Hoewel de arts al meer dan drie jaar ziek was, was hij niet twee jaar aaneengesloten arbeidsongeschikt geweest, zodat het opzegverbod van kracht bleef. De rechter achtte van belang dat de verzekeringsarts steeds had meegewerkt aan zijn behandeling. Dat hij meermaals niet de ware reden van zijn afwezigheid heeft verteld wordt de arts kennelijk niet aangerekend.
In het artikel ‘Het ontslag op staande voet in de praktijk’ beschreven zaak van de schoonmaakster liep het anders af. Haar chronische verslaving veroorzaakte incidenten op het werk en ze kreeg ontslag op staande voet. Dat ontslag werd geldig geacht, omdat ze onder invloed van alcohol op het werk was verschenen, en bovendien verzuimd had tijdig adequate behandeling voor haar verslaving te volgen.
Deze uitspraken bestendigen de vaste lijn in de rechtspraak dat alcoholverslaving als ziekte wordt beschouwd. De werknemer dient van zijn werkgever ruim de gelegenheid te krijgen voor behandeling en re-integratie. Doet de werkgever dit niet of onvoldoende dan dient de kantonrechter een verzoek tot ontbinding af te wijzen op grond van de reflexwerking van het opzegverbod. De werknemer is uiteraard ook wettelijk verplicht om mee te werken aan een behandeling om zijn/haar ziekte te boven te komen. Doet hij/zij dat niet, ook niet na schriftelijke maning en een loonstop, dan kan het opzegverbod komen te vervallen. Dat speelt ook als de werknemer op het werk drinkt of tijdens werktijd merkbaar onder invloed verkeert.

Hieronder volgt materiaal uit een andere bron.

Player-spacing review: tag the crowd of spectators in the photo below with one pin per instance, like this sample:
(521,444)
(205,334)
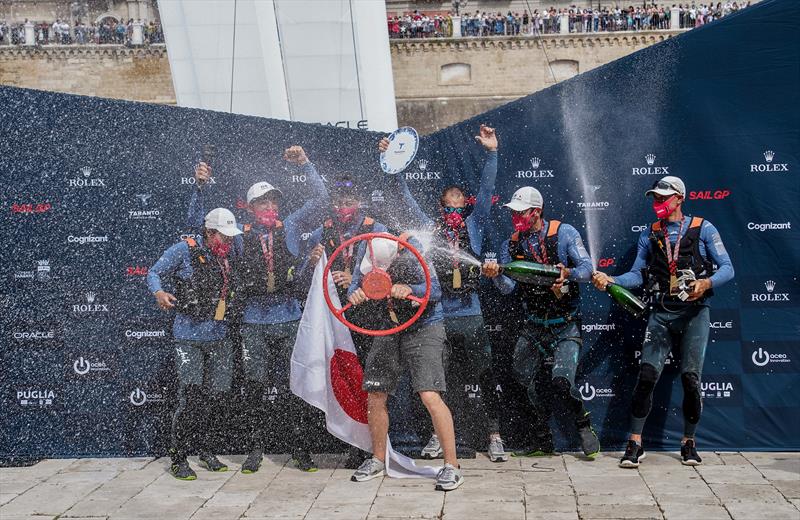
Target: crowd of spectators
(60,32)
(548,21)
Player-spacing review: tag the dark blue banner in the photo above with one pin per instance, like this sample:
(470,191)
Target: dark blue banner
(94,191)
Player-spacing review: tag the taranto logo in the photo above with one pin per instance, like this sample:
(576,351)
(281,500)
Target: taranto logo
(86,180)
(762,358)
(770,295)
(31,207)
(83,366)
(35,397)
(769,226)
(709,195)
(768,166)
(535,172)
(589,392)
(90,305)
(650,169)
(143,213)
(422,173)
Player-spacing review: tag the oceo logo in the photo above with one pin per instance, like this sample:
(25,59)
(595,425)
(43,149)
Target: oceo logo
(650,169)
(768,226)
(589,392)
(81,366)
(762,358)
(535,172)
(768,166)
(709,195)
(138,397)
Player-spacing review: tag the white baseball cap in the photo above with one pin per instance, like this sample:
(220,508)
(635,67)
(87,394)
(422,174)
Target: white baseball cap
(223,221)
(384,250)
(260,188)
(525,198)
(666,186)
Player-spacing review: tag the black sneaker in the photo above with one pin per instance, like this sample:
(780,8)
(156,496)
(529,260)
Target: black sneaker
(304,462)
(634,455)
(182,471)
(212,463)
(689,456)
(252,462)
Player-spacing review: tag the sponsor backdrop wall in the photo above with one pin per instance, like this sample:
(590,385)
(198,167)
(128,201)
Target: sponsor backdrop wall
(94,190)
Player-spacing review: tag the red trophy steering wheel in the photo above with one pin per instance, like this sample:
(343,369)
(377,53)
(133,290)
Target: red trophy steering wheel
(377,284)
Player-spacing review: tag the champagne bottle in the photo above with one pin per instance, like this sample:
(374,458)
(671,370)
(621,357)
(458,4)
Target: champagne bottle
(530,272)
(626,299)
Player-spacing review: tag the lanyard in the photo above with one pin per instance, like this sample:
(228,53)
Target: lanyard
(267,252)
(672,256)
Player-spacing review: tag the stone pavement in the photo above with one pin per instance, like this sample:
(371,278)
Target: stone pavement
(756,486)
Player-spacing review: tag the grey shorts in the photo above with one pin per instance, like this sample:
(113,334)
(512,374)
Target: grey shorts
(420,351)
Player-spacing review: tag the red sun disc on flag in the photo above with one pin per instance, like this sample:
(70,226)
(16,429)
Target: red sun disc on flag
(346,377)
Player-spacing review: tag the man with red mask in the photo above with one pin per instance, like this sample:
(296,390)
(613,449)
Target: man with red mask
(270,249)
(675,262)
(201,274)
(458,230)
(547,351)
(346,220)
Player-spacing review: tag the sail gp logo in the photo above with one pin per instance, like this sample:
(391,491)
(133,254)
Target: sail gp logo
(650,169)
(535,172)
(761,357)
(589,392)
(86,179)
(769,165)
(422,173)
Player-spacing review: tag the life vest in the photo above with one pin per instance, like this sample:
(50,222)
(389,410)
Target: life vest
(255,276)
(689,257)
(199,295)
(540,300)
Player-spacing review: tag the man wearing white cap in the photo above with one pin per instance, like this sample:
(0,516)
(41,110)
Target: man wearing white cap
(419,349)
(547,351)
(675,263)
(270,249)
(203,297)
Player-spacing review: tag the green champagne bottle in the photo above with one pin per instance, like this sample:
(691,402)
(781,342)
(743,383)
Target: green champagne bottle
(530,272)
(626,299)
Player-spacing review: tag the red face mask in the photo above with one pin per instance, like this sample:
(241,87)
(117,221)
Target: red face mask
(522,223)
(266,217)
(662,209)
(345,215)
(220,248)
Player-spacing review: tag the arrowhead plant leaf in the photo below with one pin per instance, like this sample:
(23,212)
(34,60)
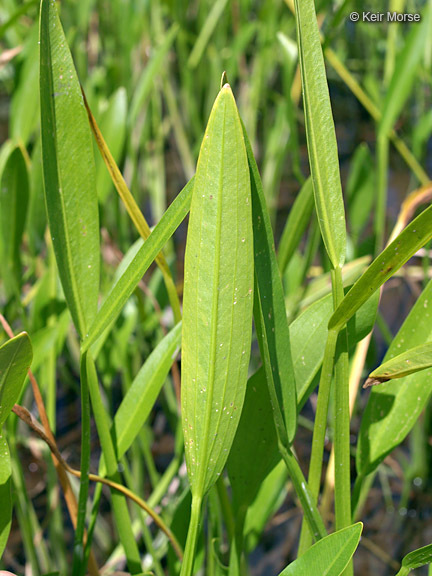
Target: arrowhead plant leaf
(217,304)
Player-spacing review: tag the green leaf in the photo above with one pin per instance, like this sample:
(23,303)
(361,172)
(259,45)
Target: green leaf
(308,336)
(69,172)
(415,559)
(298,219)
(113,127)
(217,304)
(24,115)
(129,280)
(146,82)
(5,493)
(269,311)
(405,71)
(254,452)
(394,407)
(413,360)
(268,501)
(413,237)
(360,190)
(15,359)
(329,556)
(14,194)
(144,390)
(207,30)
(320,133)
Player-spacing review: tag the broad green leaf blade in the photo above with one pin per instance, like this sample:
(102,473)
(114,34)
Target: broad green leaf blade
(127,283)
(69,172)
(254,452)
(269,311)
(14,195)
(393,407)
(417,558)
(413,237)
(24,115)
(405,72)
(320,133)
(298,219)
(15,359)
(5,492)
(142,394)
(411,361)
(329,556)
(218,296)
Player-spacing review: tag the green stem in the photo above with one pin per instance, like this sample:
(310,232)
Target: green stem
(79,563)
(320,426)
(189,555)
(341,417)
(382,164)
(121,513)
(304,494)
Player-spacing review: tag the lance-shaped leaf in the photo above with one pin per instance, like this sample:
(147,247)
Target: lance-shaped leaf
(69,172)
(393,407)
(415,235)
(329,556)
(320,133)
(5,493)
(413,360)
(269,312)
(15,359)
(218,296)
(415,559)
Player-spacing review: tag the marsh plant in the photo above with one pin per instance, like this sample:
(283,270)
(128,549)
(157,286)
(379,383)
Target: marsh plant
(99,306)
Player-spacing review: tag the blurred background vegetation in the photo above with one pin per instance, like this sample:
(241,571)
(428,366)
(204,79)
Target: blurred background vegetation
(151,70)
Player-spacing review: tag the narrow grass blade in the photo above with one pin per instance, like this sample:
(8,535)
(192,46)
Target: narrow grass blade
(15,359)
(217,306)
(127,283)
(132,208)
(329,556)
(298,219)
(146,82)
(411,361)
(5,493)
(308,334)
(269,311)
(415,559)
(320,133)
(142,394)
(69,172)
(206,32)
(14,195)
(393,407)
(415,235)
(405,72)
(113,126)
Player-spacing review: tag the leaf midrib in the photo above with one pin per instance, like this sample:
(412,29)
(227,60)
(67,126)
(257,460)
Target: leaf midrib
(215,305)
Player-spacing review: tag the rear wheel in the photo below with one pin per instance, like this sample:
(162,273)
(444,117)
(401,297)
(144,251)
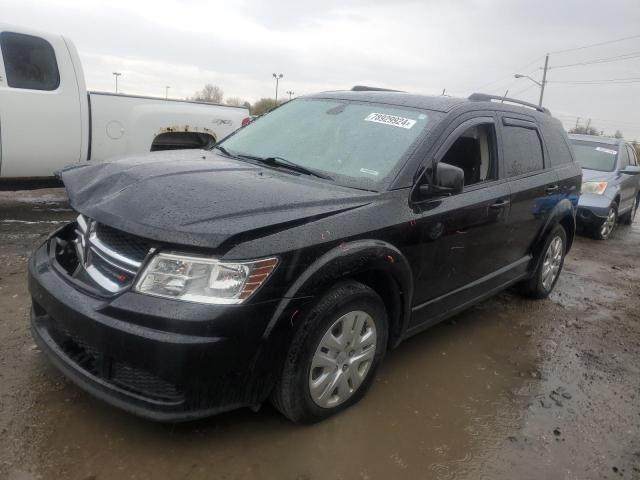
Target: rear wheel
(607,227)
(630,217)
(334,355)
(541,284)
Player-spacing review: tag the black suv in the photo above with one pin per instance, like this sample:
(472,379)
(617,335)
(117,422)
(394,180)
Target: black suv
(287,260)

De werkgever kan dan ontbinding verzoeken op de zgn. e-grond (verwijtbaar handelen/nalaten van werknemer).
Verder biedt de wet ook de mogelijkheid om ontbinding te vragen als het regelmatig niet kunnen werken als gevolg van (chronische) ziekte onaanvaardbare gevolgen voor de bedrijfsvoering heeft (de zgn. c-grond). Deze grond wordt streng getoetst, en er wordt in de praktijk maar spaarzaam gebruik van gemaakt. Een beroep op deze ontslaggrond zou echter uitkomst kunnen bieden in gevallen waarin het ziekteverzuim zich over jaren uitstrijkt en een onaanvaardbare grote impact op de bedrijfsvoering heeft, terwijl de wachttijd (104 weken) nooit lijkt te verstrijken.